Automated quantification of COVID-19 severity and progression using chest CT images

• Published in: European radiology Vol. 31; no. 1; pp. 436 - 446
• Main Authors: Pu, Jiantao, Leader, Joseph K., Bandos, Andriy, Ke, Shi, Wang, Jing, Shi, Junli, Du, Pang, Guo, Youmin, Wenzel, Sally E., Fuhrman, Carl R., Wilson, David O., Sciurba, Frank C., Jin, Chenwang
• Format: Journal Article
• Language: English
• Published: Berlin/Heidelberg Springer Berlin Heidelberg 01.01.2021; Springer Nature B.V
• Subjects: Adult; Algorithms; Automation; Chest; Computed tomography; Computer programs; Computer vision; Coronaviruses; COVID-19; COVID-19 - diagnostic imaging; Deep Learning; Diagnostic Radiology; Disease Progression; Humans; Image segmentation; Imaging; Imaging Informatics and Artificial Intelligence; Internal Medicine; Interventional Radiology; Learning algorithms; Lung - diagnostic imaging; Lungs; Machine learning; Medical imaging; Medical treatment; Medicine; Medicine & Public Health; Middle Aged; Neuroradiology; Pneumonia; Pneumonitis; Radiology; Retrospective Studies; SARS-CoV-2; Software; Subjective assessment; Tomography, X-Ray Computed - methods; Ultrasound; Vessels; COVID-19; Biomarkers; Pneumonia; Neural network
• ISSN: 0938-7994; 1432-1084; 1432-1084
• DOI: 10.1007/s00330-020-07156-2

Objective To develop and test computer software to detect, quantify, and monitor progression of pneumonia associated with COVID-19 using chest CT scans. Methods One hundred twenty chest CT scans from subjects with lung infiltrates were used for training deep learning algorithms to segment lung regions and vessels.

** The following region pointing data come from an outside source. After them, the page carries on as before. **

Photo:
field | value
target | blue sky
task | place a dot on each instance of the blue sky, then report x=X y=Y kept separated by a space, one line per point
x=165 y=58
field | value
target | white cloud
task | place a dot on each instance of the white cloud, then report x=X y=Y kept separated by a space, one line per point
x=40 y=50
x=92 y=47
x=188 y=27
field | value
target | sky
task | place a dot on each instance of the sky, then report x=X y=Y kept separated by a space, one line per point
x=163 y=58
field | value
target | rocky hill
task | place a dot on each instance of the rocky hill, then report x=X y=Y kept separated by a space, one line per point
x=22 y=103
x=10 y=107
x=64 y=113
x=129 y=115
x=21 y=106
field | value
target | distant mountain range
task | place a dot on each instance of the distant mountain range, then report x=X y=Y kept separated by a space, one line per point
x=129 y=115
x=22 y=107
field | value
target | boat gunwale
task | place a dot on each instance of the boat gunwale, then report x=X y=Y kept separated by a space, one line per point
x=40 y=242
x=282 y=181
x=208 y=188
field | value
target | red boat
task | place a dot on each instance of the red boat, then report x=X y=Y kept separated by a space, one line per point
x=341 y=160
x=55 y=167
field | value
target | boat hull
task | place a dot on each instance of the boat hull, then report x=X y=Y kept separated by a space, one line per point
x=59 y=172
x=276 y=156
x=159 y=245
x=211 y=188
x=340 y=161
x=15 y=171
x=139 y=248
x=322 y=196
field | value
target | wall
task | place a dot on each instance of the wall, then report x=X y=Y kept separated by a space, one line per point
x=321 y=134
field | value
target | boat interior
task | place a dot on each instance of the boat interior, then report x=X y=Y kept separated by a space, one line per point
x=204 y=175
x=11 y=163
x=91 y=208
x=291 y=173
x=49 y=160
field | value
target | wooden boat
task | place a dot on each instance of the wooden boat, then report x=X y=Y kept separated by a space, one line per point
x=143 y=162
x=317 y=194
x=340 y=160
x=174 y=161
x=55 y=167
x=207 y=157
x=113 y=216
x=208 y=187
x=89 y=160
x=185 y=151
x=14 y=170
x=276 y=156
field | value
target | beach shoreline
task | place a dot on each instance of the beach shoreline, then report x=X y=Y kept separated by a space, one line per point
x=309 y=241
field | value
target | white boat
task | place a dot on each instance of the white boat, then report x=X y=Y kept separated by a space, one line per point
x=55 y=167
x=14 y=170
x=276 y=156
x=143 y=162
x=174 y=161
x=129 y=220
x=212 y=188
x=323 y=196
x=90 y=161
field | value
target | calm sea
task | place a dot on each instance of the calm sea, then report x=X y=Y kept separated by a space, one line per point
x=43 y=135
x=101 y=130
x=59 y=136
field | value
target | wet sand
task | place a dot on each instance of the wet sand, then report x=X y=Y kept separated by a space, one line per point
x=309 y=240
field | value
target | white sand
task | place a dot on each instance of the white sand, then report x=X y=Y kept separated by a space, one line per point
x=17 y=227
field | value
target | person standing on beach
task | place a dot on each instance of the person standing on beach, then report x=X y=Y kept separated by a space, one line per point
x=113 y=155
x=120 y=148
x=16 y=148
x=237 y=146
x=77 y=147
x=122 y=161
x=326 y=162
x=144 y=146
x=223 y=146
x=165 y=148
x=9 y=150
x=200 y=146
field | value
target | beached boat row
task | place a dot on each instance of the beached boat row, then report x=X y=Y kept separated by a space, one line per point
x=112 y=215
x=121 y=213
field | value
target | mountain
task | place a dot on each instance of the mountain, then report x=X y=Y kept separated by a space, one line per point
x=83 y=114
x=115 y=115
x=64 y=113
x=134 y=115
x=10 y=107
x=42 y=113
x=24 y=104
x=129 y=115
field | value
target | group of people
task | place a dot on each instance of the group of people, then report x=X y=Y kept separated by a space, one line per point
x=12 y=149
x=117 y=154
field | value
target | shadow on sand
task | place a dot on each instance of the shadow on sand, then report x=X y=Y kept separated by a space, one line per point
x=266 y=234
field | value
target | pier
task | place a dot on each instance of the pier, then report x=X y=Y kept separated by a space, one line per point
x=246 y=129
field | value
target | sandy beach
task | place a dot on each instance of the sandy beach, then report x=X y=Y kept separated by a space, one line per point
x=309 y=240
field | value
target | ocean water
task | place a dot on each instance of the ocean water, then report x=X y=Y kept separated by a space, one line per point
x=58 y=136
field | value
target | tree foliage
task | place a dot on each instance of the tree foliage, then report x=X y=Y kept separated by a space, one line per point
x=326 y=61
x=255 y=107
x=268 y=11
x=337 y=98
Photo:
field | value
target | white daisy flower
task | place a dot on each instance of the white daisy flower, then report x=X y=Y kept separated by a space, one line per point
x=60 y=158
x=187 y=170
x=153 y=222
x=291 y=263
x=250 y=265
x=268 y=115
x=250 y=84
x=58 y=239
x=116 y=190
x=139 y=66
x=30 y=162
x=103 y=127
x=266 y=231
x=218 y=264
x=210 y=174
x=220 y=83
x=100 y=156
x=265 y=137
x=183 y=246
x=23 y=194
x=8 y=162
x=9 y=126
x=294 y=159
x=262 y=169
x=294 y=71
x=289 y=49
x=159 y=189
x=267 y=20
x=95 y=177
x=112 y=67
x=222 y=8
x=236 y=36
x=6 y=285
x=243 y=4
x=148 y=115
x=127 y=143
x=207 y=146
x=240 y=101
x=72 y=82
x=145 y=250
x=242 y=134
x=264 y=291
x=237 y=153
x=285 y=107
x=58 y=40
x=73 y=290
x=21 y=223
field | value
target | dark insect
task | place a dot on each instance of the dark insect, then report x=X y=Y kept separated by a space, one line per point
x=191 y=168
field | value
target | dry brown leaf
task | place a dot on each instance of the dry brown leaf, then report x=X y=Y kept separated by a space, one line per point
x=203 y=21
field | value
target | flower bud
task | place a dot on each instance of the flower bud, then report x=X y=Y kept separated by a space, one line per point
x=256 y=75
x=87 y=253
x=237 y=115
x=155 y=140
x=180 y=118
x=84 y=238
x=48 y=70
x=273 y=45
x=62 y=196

Seventy-two serial scans from 24 COVID-19 subjects were used to develop and test algorithms to detect and quantify the presence and progression of infiltrates associated with COVID-19. The algorithm included (1) automated lung boundary and vessel segmentation, (2) registration of the lung boundary between serial scans, (3) computerized identification of the pneumonitis regions, and (4) assessment of disease progression. Agreement between radiologist manually delineated regions and computer-detected regions was assessed using the Dice coefficient. Serial scans were registered and used to generate a heatmap visualizing the change between scans. Two radiologists, using a five-point Likert scale, subjectively rated heatmap accuracy in representing progression. Results There was strong agreement between computer detection and the manual delineation of pneumonic regions with a Dice coefficient of 81% (CI 76–86%). In detecting large pneumonia regions (> 200 mm 3 ), the algorithm had a sensitivity of 95% (CI 94–97%) and specificity of 84% (CI 81–86%). Radiologists rated 95% (CI 72 to 99) of heatmaps at least “acceptable” for representing disease progression. Conclusion The preliminary results suggested the feasibility of using computer software to detect and quantify pneumonic regions associated with COVID-19 and to generate heatmaps that can be used to visualize and assess progression. Key Points • Both computer vision and deep learning technology were used to develop computer software to quantify the presence and progression of pneumonia associated with COVID-19 depicted on CT images. • The computer software was tested using both quantitative experiments and subjective assessment. • The computer software has the potential to assist in the detection of the pneumonic regions, monitor disease progression, and assess treatment efficacy related to COVID-19.